Am 8. März 2014 verschwand Flug MH370 spurlos vom Radar. Jetzt bestätigte Malaysia, dass der Pilot auf seinem heimischen Computer die wahrscheinliche Flugroute simulierte.

Die Angehörigen hoffen noch immer, dass aufgeklärt wird, was mit MH 370 geschah.
Die Angehörigen hoffen noch immer, dass aufgeklärt wird, was mit MH 370 geschah.Foto: dpa

Eines der größten Rätsel der Luftfahrtgeschichte nennen viele Experten das bis heute unaufgeklärte Verschwinden der Malaysia Airlines-Boeing - Flug MH370. Die malaysischen Ermittler haben seit der Katastrophe vor mehr als zwei Jahren absolut keine plausible Erklärung für die Geschehnisse an Bord zu Tage gefördert. Das Unglaubliche: Das Flugzeug mit 239 Menschen an Bord ist nach Satellitenauswertungen noch sieben Stunden geflogen, nachdem es vom Radar verschwand. Nun verdichten sich Hinweise, dass die Maschine möglicherweise bis zuletzt von einem Piloten gesteuert wurde.

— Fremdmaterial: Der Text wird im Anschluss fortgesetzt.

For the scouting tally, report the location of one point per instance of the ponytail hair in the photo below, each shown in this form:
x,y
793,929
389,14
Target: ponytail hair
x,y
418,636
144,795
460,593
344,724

Die Ermittler mauerten bisher. Am Donnerstag gab die Regierung von Malaysia nun immerhin zu: Der MH370-Pilot hat auf seinem privaten Flugsimulator vor dem Verschwinden seiner Malaysia-Airlines-Boeing eine Flugroute auf den Indischen Ozean hinaus ausprobiert. Sie ist fast identisch mit der Strecke, die die Maschine nach den Ermittlungen flog, bevor sie wahrscheinlich westlich von Australien im Meer versank. Dies bestätigte der malaysische Verkehrsminister Liow Toing Lai am Donnerstag, nachdem Medien schon über die Routen im Flugsimulator berichtet hatten.

Die Malaysier hatten Verdacht gegen Piloten schnell zurückgewiesen

Das beweise aber nichts, sagte er. „Es gibt keine Beweise, die belegen, dass (Flugkapitän) Zaharie Ahmad Shah das Flugzeug absichtlich auf den Indischen Ozean gelenkt hat“, sagte Liow. Die Angaben über den Flugsimulator stammen aus einem Bericht, den die malaysischen Ermittler bislang unter Verschluss gehaltenen haben. Warum, sagte Liow nicht.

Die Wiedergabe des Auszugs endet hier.